Already as a child fascinated by mathematics and enthusiastic about football, he tried very early and in all possible variations to simulate the Bundesliga in a game. Whether by Tipp-Kick, Subbuteo, 11-out cards, with dice or later the pocket calculator: results and tables are generated and compared with reality It has to be “realistic”, is his magic word.
In 1973, at the age of 14, he discovers chess. He quickly makes it to Berlin Youth Champion in 1977, plays in the national chess league for many years and even makes it to the national team in 1981. However, he soon breaks off his short career as a “chess professional” – with the reason that “there is too little money in chess. The lack of luck factor prevents higher money stakes for those who have the lower playing ability, given their quickly obvious inferiority.”
It is quite different in the dice game of backgammon, which he learns in 1983. The game, which is succinctly classified as “gambling” by the state, offers even the underdog a reasonable chance of winning. As a result, there are much higher entry fees and “moneygame” for large sums. It seems tailor-made for him. He moves from musty chess halls with stove heating to the world of the rich and beautiful, to the luxury hotels of San Remo, Gstaad, St. Moritz, Pörtschach, Monte Carlo, Cannes. This can only be financed through lavish prize money, which he earns through luck and skill.
With the entry into the pure world of gambling, the study of mathematics becomes a secondary matter. However, parallel to backgammon, he learns the casino game Black Jack, including the card-counting strategy necessary to win, calculates many things himself and develops a computer programme that confirms the correctness of the calculations by simulation.

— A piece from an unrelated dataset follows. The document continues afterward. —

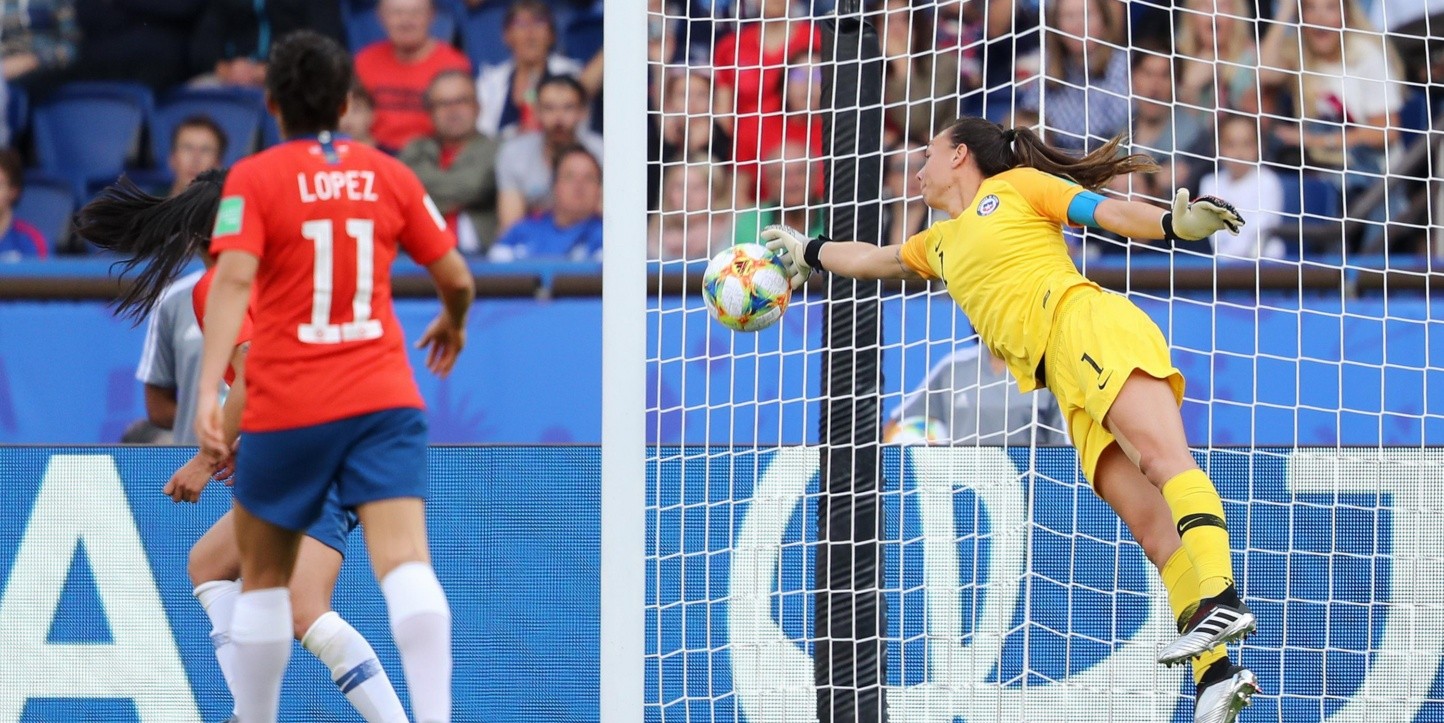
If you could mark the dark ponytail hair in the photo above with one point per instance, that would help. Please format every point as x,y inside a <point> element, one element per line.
<point>155,233</point>
<point>997,150</point>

For such games, however, the rule is: high costs, low profit expectation. The backgammon opponents are getting stronger and stronger, there are no more easy “victims” and if there are, the winnings have to be shared with other professional players. The casinos make winning at blackjack more difficult with rule modifications or bans on playing.
Parallel to a short excursion into the world of work (1987-1990; software), he continues to develop and perfect his football programme. The peculiarities of the game already observed in childhood can be provided with parameters and transformed into a prognosis programme by skilful linking. After the 1990 World Cup, at which he has finished the first usable version and which also earns him a tidy profit, the time has come: he quits his job and continues his playing career. This time, however, it was as a professional sports bettor, specialising in football betting. Later, he includes ice hockey, tennis and basketball in his “programme” in a similar way.
Prognostics, as he always emphasises, is a science “to which not too much attention is paid”. To then add: “Every prognosis of an event in the form of a probability greater than 0 and less than 1 admits both the occurrence and the non-occurrence of the event. Accordingly, what one does with a probability prediction is not much more than: The event occurs or it does not occur.” And anyone can do that.
That it is much more than that, he knows how to convey in this book in a convincing way. “There is a difference between 50% and 60%, between 10% and 13%. Finding this out and then using it successfully on the betting market” could be described as his secret to success. You simply have to believe him, at the latest after reading it. Dirk Paulsen leaves it open whether you should suppress or give in to the temptation to try it yourself. In any case, he gives the reader plenty of instructions on how to play well.